On Friday, the CUC board gave CHCC until Tuesday, Sept. 8, to pay $250,000, or it would implement the disconnection policy approved by the CUC board in August.

Camacho said the administration remitted $150,000 as promised by Governor Torres.

"The governor's commitment was definitely paid, and we like to extend our appreciation to him," he said.

But CHCC paid $50,000 only and $2,000 from federal accounts, he added. "So there's a shortfall of $48,000 from the hospital.”

Camacho said the six-hour disconnection of the hospital will reduce CUC's fuel consumption.

"I have lots of respect for the hospital and its needs, including their mission. I am in full support of the hospital. However, we also need to ensure there are sufficient fuel and materials to provide power to our community.”

Camacho noted that CHCC owes CUC over $34 million.

In July, the CUC board informed CHCC that the hospital would be disconnected if it did not pay at least $5 million.

To help CHCC, the governor  remitted $2.5 million to CUC, but CHCC never made any additional payment, Camacho said.
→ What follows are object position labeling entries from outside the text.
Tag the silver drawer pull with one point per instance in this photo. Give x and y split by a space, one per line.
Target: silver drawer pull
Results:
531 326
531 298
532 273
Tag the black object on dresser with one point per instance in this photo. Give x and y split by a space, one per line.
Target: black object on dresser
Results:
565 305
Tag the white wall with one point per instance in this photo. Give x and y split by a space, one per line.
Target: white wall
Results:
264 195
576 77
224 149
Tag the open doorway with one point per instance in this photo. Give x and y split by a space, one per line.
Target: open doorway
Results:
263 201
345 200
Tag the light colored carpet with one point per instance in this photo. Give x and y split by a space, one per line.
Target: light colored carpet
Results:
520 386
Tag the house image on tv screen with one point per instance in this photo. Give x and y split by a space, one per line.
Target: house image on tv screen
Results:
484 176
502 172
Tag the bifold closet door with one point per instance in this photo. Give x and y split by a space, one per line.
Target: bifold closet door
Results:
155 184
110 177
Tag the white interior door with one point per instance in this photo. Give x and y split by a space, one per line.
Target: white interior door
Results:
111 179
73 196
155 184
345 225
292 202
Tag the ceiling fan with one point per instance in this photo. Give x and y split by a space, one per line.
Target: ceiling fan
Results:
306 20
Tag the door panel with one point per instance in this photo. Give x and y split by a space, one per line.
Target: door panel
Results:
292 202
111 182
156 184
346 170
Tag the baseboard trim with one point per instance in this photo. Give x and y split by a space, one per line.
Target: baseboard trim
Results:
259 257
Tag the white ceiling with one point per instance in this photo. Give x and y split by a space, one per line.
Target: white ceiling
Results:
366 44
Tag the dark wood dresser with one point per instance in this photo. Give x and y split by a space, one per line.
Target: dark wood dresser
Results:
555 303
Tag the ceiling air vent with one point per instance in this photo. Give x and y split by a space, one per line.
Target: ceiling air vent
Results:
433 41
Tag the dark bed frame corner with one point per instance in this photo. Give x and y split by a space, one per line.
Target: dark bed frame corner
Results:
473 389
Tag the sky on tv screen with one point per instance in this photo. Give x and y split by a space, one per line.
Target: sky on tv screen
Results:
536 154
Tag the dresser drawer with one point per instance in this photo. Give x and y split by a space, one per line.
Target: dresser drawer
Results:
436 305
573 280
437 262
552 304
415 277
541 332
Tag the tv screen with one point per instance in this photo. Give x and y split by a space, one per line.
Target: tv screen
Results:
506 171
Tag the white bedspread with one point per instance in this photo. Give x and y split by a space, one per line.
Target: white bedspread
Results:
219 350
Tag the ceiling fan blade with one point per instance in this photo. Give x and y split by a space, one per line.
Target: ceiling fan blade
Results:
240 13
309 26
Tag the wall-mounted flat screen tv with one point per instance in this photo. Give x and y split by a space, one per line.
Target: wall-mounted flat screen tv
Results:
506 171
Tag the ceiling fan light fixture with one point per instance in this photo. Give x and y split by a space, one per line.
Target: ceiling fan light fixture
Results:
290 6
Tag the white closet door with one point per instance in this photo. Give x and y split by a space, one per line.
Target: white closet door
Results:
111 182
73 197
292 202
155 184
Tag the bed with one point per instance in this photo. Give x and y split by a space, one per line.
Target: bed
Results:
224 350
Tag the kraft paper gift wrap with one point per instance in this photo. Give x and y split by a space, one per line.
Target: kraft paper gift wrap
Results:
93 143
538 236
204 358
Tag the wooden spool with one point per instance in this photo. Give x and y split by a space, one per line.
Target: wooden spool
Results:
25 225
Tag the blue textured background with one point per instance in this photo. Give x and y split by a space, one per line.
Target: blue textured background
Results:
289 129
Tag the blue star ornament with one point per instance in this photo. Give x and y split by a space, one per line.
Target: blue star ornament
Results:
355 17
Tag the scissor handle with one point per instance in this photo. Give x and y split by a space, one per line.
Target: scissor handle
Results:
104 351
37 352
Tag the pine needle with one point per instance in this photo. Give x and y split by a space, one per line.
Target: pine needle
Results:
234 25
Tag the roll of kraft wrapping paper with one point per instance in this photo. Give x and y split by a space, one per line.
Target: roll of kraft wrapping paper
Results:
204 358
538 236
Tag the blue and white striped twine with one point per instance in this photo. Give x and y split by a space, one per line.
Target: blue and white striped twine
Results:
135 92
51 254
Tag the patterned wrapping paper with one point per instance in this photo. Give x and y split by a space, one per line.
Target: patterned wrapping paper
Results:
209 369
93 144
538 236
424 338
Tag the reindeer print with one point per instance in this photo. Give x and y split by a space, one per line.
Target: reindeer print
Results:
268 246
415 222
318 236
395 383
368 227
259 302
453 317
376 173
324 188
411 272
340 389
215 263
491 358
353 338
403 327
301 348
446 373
For his part, Press Secretary Kevin Bautista issued the following statement:

"Governor Torres and Lt. Governor Palacios have expressed their commitment to both CUC and CHCC by supporting the continuity of CHCC's operations, while making sure CUC is paid and does not raise rates on ratepayers to cover CHCC's liabilities and arrears. The governor and lt. governor paid $2.5 million two weeks ago and an additional $150,000 today to pay for more than half of CHCC's obligations. Furthermore, they have committed $150,000 a month to continue assisting CHCC with its utility arrears. Our hospital is a priority, which is why Governor Torres and Lt. Governor Palacios are diligently finding resources to keep them operational during this pandemic response. However, we also recognize CUC's position and are making sure that any unpaid liability by CHCC does not carry over to ratepayers, who need to be protected as well due to the economic impact we are all facing. The governor and lt. governor remain committed to CUC and CHCC, while ensuring public health services and protecting responsible ratepayers."